Wednesday, August 10, 2011

JOURNALISTS UP NORTH TO GIVE SUPPORT TO PSOs, FBOs, ETC


The Business Sector Advocacy Challenge (BUSAC) Fund, a donor funded project with the aim of improving the business environment in Ghana to facilitate private sector development and growth, has organized a day’s workshop for journalists in the Northern Region.

The objective of the workshop was to elicit the support of journalists or encourage them to seriously consider the numerous business challenges in the nation’s private sector and create awareness through effective and sustainable media reportage that would bring positive results to the sector in terms of growth and development either in a short, medium or long term.

The private sector which involves mostly Small and Medium Enterprises (SMEs) and employs over 70% of the Ghanaian population is often referred to as the ‘engine of growth’ to every nation’s development economy.

However, numerous teething problems and challenges including difficulty in access to credit schemes, lack of or inadequate market availability, unfavourable government policies/local bye-laws, lack of infrastructure, high interest rates by financial institutions and among others, continue to hinder the development and expansion of the private sector in a country like Ghana.

Thus, recognizing the important role that the media plays in development advocacy, the organization urged practitioners to focus more attention on bringing out the challenges confronting the private sector by amplifying the voices of actors in that area in their frequent advocacy programmes.

Dennis Puorideme, Tamale Office Chief of BUSAC Fund responsible for the SADA operational areas in his remarks, said the Fund sought to build capacities of Private Sector Organisations (PSOs), Business Associations and Famer Based Organisations (FBOs) to enable them identify, analyse and research into business environment challenges and constraints which hinder their development and growth and bring them up for redress by the appropriate state agencies and institutions.

According to him, there is a need for serious advocacy for the private sector because there is a limited or no effective dialogue between the public sector and the business sector.

Besides, he said while majority of Ghanaians disregarded the private sector, the public sector also has limited understanding of the needs of the private sector. “The need for a strong private sector has been widely recognized as key to national development and growth; one of the vehicles for poverty reduction, and a key to removing constraints to doing business and increasing revenues, in Ghana and elsewhere can be achieved through advocacy”, Mr.

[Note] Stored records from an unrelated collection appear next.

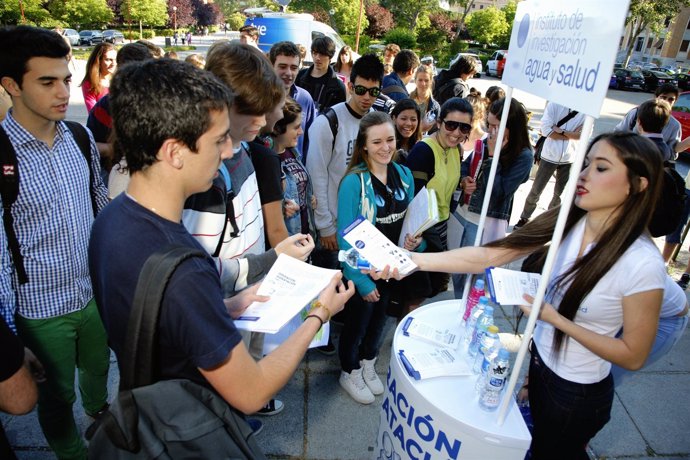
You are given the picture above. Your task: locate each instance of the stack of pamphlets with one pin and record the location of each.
(507, 287)
(422, 214)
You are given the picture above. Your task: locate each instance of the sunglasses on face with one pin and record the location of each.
(362, 90)
(453, 125)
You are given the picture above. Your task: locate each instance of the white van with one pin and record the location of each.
(300, 28)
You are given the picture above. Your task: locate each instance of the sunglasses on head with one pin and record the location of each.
(361, 90)
(453, 125)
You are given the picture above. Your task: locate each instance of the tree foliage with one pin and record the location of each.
(148, 12)
(437, 34)
(487, 25)
(34, 13)
(650, 15)
(380, 21)
(86, 13)
(408, 12)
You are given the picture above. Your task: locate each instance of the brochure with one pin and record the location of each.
(422, 213)
(506, 287)
(444, 337)
(291, 285)
(439, 362)
(373, 245)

Puorideme stressed.

Meanwhile, the BUSAC Fund setup in 2004 ended its first phase in February 2010. Three hundred and sixty-two (362) grants were provided to business groups and associations spread over all ten regions of Ghana to undertake advocacy activities aimed at improving the business environment.

A second phase of BUSAC Fund designed with lessons drawn from BUSAC phase I is being supported by DANIDA with other support coming from USAID and European Commission totalling US$20 million. The second phase also, is a five year extension to the first phase which lasted for six years, and is intended to consolidate the gains made in BUSAC Fund I and to further spread the concept and practice of advocacy to all sectors of the economy in all regions and districts of Ghana.

Emerging and established PSOs particularly in the area of business are eligible to apply to the Fund. These include business associations, trade unions, business media, small business associations of micro, small and medium enterprises, and FBOs. But, individuals and individual companies other than media houses are not eligible.